The petition concerned the use of what are commonly referred to as “monetary bail schedules,” where bail amounts are pre-determined, based upon specific offences. The practice allows later adjustment once a defendant appears before a judge.

In Walker’s case, he was jailed because he could not afford to pay $168 in traffic fines and had no means of communicating with a family member to obtain the funds. Leading the position that he, and others in their situation, are jailed simply because they are poor.

The petition questioned whether conducting arbitrary individual reviews of bails set by a schedule within 48 hours meets constitutional muster or instead discriminates against the poor, according to the American Bail Coalition.

The Eleventh Circuit Court of Appeals upheld, on a 2-1 decision, the use of monetary bail schedules. As a result of the suit, the city of Calhoun created a new standing order on bail.
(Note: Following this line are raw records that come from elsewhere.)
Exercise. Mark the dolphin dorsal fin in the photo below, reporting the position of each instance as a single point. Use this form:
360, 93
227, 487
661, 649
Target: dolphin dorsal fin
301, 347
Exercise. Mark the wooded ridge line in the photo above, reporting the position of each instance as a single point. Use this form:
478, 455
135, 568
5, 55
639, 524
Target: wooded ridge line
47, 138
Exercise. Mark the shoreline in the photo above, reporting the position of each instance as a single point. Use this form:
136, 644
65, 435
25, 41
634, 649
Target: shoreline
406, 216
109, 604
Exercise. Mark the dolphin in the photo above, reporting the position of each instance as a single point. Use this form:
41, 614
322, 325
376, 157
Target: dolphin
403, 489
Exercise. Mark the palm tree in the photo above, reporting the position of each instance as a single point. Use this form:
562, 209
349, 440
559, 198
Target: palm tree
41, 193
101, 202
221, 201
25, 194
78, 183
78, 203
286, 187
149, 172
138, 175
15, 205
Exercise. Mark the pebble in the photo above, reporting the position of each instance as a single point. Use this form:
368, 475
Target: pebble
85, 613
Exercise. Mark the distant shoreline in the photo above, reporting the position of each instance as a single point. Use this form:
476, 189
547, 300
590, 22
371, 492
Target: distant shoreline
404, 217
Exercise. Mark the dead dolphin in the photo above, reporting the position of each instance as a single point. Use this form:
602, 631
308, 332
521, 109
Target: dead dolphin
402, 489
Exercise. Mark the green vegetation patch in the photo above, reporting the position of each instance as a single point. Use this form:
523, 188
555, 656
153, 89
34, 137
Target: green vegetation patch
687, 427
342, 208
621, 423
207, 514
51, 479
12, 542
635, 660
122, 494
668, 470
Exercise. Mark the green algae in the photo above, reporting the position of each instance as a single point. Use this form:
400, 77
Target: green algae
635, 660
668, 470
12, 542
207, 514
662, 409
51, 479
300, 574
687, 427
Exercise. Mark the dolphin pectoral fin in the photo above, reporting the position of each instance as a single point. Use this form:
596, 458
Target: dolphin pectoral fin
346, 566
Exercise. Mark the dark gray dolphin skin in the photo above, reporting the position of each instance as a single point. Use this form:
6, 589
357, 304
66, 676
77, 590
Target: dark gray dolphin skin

It allowed for the use of schedules but required defendants to be heard by a judge within 48 hours, in which they could request a reduction in bail or be released on their own recognizance.

“The Supreme Court today sent a very strong message that monetary bail and bail schedules are constitutional if the proper due process procedures are followed,” Jeff Clayton, Executive Director of the American Bail Coalition, said in a statement.

“It has a been a long, hard and expensive road to get here,” Clayton said.

In denying to hear the Petition (denial of cert), the Supreme Court has also affirmed that rational basis review is the appropriate standard for reviewing claims of wealth-based discrimination under the equal protection clause. “This is contrary to the ruling of two federal district judges who decided to apply intermediate scrutiny and strict scrutiny,” Clayton said.

The denial of cert is considered a milestone victory for constitutional law and the commercial bail industry. “Then-U.S. Attorney General Eric Holder first filed a statement of interest in Varden v. City of Clanton in 2015, arguing against the use of bail schedules,” Clayton added.

“Since that time, we have been waiting for a signal from the U.S. Supreme Court as to whether the use of money bail schedules is constitutional. Today, we can say without hesitation, we know their answer,” he said.